War talk

January 30, 1991

It was inevitable that President Bush's state of the union message last night would be dominated by war talk. But the plain truth is, if there weren't a war going on in the Persian Gulf, the president would have had precious little to talk about. The reason: Simply that Bush has no domestic policy for the United States.

"Our cause is just. Our cause is moral. Our cause is right," the president said of the war. But aren't there "just, moral and right" causes here at home as well?

Where, for instance, were concrete proposals for a national education policy that the president promised when he met with the nation's governors in Charlottesville, Va., in 1989?

Where were any proposals at all on how to deal with the needs of 34 million Americans, most of them the working poor, who have no health insurance and can get medical care only after they fall officially into the underclass of poverty?

Where were proposals to resolve the internal conflict within the administration over an energy policy which might some day diminish our growing dependence on foreign oil, half of which is now imported?

Where were the proposals to care for the millions of people who are now infected with the AIDS virus and who eventually will develop the disease?

Where were the concrete proposals for dealing with the obdurate problem of homelessness in America?

Where were the proposals for rebuilding America's crumbling infrastructure of roads, bridges, water systems?

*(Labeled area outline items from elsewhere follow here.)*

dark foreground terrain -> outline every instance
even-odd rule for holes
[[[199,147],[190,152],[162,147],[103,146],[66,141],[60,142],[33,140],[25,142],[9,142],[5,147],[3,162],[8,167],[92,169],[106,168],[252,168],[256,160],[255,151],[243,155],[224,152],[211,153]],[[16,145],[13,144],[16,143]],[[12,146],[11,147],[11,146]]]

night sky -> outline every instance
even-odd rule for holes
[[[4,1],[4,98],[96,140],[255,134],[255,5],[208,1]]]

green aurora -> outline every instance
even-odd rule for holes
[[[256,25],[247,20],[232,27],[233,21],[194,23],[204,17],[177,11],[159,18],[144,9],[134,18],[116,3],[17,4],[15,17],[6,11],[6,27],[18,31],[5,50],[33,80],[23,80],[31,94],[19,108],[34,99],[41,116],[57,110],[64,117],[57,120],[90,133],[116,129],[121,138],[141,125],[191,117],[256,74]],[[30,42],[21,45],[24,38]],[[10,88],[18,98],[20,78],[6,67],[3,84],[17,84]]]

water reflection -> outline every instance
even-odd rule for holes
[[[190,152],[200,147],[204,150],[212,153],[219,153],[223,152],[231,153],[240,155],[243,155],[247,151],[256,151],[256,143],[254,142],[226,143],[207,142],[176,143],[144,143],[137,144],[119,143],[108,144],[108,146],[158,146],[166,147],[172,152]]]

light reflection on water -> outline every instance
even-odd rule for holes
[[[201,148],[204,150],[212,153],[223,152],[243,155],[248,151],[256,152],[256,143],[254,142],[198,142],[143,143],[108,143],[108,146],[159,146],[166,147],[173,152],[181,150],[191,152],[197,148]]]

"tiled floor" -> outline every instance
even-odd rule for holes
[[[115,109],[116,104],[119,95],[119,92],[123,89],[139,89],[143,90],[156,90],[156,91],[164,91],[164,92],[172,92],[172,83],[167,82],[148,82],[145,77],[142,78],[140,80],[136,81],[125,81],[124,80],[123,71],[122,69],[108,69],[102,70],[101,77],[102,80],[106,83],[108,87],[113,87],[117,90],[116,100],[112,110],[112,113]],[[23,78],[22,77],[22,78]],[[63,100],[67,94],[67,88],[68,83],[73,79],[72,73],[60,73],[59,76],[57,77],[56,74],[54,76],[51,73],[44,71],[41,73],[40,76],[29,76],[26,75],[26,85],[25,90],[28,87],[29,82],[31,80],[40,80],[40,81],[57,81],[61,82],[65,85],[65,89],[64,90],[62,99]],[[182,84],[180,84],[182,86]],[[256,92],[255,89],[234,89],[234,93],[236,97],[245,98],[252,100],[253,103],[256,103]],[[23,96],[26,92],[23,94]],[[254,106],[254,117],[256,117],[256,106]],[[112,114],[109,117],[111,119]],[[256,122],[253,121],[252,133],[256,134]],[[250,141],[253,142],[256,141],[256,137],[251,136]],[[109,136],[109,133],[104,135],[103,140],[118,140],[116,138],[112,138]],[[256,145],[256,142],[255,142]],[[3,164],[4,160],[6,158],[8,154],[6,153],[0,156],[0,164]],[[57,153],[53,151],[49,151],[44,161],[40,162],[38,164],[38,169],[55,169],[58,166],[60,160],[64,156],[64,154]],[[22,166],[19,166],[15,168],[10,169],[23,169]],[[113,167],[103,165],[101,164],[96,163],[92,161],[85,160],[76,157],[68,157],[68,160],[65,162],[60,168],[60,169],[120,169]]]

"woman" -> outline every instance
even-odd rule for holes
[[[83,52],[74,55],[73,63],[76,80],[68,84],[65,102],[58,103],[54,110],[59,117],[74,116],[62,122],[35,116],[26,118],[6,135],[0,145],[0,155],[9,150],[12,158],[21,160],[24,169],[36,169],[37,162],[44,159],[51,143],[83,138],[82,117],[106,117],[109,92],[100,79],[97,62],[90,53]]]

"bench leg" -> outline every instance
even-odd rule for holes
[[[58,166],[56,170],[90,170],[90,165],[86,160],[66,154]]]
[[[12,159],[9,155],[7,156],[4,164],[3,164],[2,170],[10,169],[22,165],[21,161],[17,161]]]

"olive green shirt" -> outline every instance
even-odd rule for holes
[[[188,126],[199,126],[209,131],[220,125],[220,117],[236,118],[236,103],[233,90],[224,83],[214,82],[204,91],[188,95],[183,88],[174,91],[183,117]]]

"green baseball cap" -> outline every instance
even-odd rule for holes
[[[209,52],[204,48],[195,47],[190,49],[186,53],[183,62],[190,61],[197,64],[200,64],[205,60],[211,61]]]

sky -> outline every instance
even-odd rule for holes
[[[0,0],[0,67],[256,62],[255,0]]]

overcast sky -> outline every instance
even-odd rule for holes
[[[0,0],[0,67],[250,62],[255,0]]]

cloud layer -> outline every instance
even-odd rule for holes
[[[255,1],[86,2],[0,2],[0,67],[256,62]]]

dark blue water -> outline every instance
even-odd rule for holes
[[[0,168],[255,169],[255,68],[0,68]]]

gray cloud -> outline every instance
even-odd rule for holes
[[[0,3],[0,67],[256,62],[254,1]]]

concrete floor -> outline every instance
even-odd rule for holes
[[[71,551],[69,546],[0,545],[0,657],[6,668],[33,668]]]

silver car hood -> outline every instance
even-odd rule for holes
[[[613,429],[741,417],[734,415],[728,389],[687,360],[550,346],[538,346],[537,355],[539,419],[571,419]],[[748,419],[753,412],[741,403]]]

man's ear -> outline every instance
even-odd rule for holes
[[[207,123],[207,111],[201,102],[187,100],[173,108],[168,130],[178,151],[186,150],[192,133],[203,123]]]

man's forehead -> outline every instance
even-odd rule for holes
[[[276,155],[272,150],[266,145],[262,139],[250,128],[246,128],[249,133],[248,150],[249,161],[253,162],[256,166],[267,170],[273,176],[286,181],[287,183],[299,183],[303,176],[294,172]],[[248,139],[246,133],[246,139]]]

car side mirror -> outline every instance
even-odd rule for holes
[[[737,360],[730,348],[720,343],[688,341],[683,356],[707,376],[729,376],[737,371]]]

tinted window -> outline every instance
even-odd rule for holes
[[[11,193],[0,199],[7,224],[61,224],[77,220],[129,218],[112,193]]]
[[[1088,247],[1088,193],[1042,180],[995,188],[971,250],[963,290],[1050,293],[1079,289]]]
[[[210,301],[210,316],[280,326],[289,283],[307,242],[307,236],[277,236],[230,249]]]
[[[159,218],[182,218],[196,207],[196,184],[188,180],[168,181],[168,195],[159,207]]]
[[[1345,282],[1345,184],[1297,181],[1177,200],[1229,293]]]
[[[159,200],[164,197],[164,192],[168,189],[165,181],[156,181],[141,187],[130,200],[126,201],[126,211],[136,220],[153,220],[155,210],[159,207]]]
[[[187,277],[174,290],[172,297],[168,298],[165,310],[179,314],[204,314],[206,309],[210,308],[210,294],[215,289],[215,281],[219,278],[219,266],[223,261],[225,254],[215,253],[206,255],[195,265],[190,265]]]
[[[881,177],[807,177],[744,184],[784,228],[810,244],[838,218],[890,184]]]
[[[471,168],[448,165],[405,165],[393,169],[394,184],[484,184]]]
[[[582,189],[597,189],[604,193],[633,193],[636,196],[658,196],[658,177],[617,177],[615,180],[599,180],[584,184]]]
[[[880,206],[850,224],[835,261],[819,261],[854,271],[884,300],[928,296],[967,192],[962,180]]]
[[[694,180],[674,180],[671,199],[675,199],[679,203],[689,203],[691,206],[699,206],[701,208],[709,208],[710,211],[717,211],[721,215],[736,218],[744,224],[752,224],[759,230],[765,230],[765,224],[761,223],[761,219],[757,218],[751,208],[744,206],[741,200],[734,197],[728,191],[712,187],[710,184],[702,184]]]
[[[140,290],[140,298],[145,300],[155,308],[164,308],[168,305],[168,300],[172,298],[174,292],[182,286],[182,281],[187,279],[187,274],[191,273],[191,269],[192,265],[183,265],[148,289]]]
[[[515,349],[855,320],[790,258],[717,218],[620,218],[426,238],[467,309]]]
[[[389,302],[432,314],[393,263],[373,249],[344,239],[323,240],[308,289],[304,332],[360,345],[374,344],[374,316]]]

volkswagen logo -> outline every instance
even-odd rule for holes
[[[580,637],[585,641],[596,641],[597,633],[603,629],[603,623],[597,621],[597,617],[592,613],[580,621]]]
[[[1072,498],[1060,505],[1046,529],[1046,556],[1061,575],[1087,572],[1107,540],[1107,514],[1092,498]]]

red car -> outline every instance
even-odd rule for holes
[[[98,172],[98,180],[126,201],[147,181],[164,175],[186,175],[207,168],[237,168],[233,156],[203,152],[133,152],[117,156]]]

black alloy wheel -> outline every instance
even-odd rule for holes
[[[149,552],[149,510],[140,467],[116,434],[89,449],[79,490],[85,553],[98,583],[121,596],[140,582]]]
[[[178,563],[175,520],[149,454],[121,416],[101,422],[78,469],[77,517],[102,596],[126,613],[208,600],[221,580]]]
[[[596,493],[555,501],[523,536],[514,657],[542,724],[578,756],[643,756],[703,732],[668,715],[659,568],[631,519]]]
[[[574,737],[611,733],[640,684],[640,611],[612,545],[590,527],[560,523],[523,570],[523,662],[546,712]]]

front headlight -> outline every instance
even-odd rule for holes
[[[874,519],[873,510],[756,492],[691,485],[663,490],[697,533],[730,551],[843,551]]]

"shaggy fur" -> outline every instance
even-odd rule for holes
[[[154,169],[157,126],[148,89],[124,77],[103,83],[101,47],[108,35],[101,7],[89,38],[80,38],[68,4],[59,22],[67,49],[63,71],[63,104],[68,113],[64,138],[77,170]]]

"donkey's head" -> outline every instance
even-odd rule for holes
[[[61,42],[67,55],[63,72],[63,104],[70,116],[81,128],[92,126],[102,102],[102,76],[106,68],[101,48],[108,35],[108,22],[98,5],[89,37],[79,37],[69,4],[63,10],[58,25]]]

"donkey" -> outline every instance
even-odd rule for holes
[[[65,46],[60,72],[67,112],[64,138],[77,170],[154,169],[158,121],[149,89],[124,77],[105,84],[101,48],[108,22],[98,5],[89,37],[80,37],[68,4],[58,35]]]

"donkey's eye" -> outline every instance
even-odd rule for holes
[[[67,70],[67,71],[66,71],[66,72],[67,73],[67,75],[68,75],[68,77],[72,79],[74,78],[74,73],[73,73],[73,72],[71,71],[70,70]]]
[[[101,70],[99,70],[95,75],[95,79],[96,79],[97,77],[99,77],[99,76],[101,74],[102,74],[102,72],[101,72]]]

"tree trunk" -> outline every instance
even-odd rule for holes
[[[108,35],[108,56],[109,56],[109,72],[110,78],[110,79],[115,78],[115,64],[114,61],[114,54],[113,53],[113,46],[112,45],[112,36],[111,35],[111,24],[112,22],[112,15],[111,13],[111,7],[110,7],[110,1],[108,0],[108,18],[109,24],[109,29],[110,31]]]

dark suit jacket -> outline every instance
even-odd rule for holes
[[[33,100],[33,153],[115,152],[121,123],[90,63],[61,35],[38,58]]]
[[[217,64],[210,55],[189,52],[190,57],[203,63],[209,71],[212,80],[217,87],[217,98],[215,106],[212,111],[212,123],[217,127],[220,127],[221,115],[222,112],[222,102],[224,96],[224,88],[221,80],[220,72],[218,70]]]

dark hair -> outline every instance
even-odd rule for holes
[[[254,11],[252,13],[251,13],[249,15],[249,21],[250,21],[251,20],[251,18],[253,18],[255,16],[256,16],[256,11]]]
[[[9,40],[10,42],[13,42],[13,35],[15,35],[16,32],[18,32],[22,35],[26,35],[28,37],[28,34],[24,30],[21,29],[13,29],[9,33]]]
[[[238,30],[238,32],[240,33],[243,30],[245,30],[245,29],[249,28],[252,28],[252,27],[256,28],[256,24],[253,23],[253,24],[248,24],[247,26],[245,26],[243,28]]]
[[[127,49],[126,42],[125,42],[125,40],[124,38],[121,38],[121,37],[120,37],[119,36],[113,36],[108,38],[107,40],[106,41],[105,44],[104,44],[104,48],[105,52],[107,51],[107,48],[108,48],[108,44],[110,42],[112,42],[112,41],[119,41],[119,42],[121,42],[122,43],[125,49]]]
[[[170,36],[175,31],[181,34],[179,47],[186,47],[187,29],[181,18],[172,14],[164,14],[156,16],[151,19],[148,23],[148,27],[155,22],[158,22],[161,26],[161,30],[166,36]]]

Don't these needs of America carry at least as much weight as the goal of "restoring the legitimate government of Kuwait?"

We are now spending, by common estimate, a billion dollars a day to fight a war in the Persian Gulf which does not even have clearly defined objectives, and the president does not even propose a way to pay the cost of that war. Yes, there were ringing declarations about our brave men and women who are fighting the war, and how we must support them. Nobody disagrees with that. But what was sadly lacking in President Bush's speech was the slightest vision of what kind of America he proposes for those young men and women to return to.